Русская беллетристика въ массѣ своей не богата ни мыслью, ни воображеніемъ. Да и въ большой русской литературѣ не эти два элемента играютъ главнѣйшую роль. Во всякомъ случаѣ рус­ская проза въ цѣломъ далеко не такъ изумительно умна, какъ рус­ская поэзія. Гоголь и Достоевскій по уму и воображенію скорѣе какія-то геніальныя исключенія; наслѣдниковъ и продолжателей у нихъ не было. Русская проза скорѣе пошла въ сторону жизнен­ности, проявленной Толстымъ съ едва ли бывалой когда-либо въ литературѣ силой. Позднѣе Чеховъ, не занятый ни мыслью, ни вы­мысломъ, болѣе сосредоточилъ свое дарованіе на словесномъ и ритмически-словесномъ мастерствѣ, на самой «фактурѣ» словес­наго искусства, соединивъ это однако съ убѣдительнѣйшей жиз­ненностью.

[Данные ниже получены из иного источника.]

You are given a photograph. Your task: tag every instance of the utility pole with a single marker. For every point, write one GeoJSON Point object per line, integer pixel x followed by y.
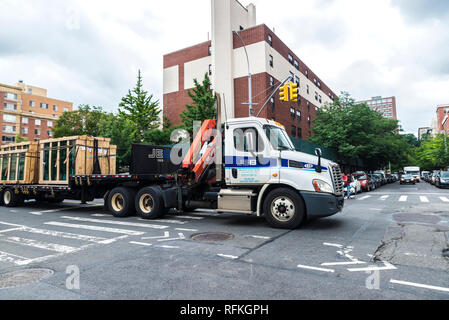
{"type": "Point", "coordinates": [250, 92]}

Эти черты русской прозы не слѣдуетъ считать ни особымъ ея достоинствомъ, ни особымъ недостаткомъ. Французская или итальянская литература можетъ намъ показаться излишне «умственной» въ тѣхъ случаяхъ, когда не оказывается она безспор­но умной. Еще менѣе умственна и менѣе умна, чѣмъ русская ли­тература, англійская литература XIX вѣка. Но англичане, фран­цузы и даже, пожалуй, нѣмцы сильнѣе насъ въ вымыслѣ. Жиз­ненность нашей прозы зато могущественнѣе и заразительнѣе всякой другой. Доказательствомъ этому служитъ, какъ великолѣп­но поняла и оцѣнила Европа нашихъ прозаиковъ, не только Тол­стого, но и Достоевскаго и Чехова, что явилось для насъ самихъ большой неожиданностью. Бытовая сторона Чехова оказалась совсѣмъ неважнымъ препятствіемъ; глубокая человѣчность и ост­рая жизненность нашего писателя явилась въ результатѣ неизмѣ­римо важнѣе и дѣйственнѣе.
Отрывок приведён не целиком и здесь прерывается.